Willem Verstegen replaced Renier van Tzum as chief trader (VOC Opperhoof) in the factory of Dejima and remained in this function from October 28, 1646, to October 10, 1647. He paid an obligatory visit to Shōgun Tokugawa Iemitsu in Edo, bringing with him two camels, a civet, a cassowary, two cockatoos, medicine, and a perspectiefkast (a miniature diorama in a chest or peepshow box). Verstegen's report of his trip to Edo is extremely detailed: he mentioned the names of places, described the landscape, recounted what he saw and heard. The Swede Frederick Coyett became his successor as chief trader in Dejima.

In 1651, Verstegen was appointed to Commissioner in Tonkin, Vietnam, where he discovered a large network of private trading. Afterwards, he was sent to Formosa and resided in Fort Zeelandia to examine the bookkeeping. Zacharias Wagenaer was his clerk, who later also was appointed as chief trader in Dejima.

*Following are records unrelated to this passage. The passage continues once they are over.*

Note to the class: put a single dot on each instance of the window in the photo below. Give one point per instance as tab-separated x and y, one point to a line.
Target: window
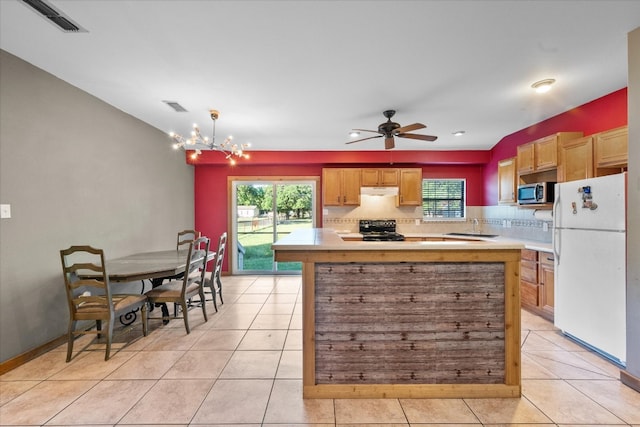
443	198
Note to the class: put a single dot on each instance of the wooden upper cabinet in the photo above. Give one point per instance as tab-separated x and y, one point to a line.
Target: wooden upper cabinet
546	153
525	159
410	192
507	181
387	177
539	160
611	148
576	157
340	187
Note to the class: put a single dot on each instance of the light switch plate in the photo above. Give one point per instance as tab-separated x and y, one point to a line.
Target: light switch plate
5	211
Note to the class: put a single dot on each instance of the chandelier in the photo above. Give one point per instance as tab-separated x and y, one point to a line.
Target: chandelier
197	142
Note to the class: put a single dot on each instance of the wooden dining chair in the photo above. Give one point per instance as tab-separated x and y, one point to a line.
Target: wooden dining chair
181	291
93	299
214	284
185	237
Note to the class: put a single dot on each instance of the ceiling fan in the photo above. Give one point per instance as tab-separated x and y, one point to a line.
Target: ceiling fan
390	129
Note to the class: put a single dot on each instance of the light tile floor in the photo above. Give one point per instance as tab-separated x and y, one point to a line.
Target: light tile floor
243	368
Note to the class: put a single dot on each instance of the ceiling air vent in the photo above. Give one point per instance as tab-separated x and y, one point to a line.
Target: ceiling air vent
173	104
55	16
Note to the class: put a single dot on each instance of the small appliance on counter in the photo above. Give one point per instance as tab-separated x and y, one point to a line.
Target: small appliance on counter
379	230
539	192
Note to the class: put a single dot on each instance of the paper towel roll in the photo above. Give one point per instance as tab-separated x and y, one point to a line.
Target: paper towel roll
543	214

Verstegen gained an extraordinary position on the Counsel of India (central governing body of the Dutch Asian colonies), but was recalled in 1652 back to the Netherlands. Not much is known of this period until February 1658, when Verstegen was in Dutch Suratte, accompanied by both his sons Geraerdt and Melchior, his daughter, and a niece. On January 11, 1659, he packed a few wagons, hired some people, and travelled to Ahmedabad to enlist himself in the army of Dara Shikoh. Shikoh was embroiled in a succession war and had promised great riches to European cannoneers. As reported on October 6, 1659, Verstegen was killed during a battle near Ajmer.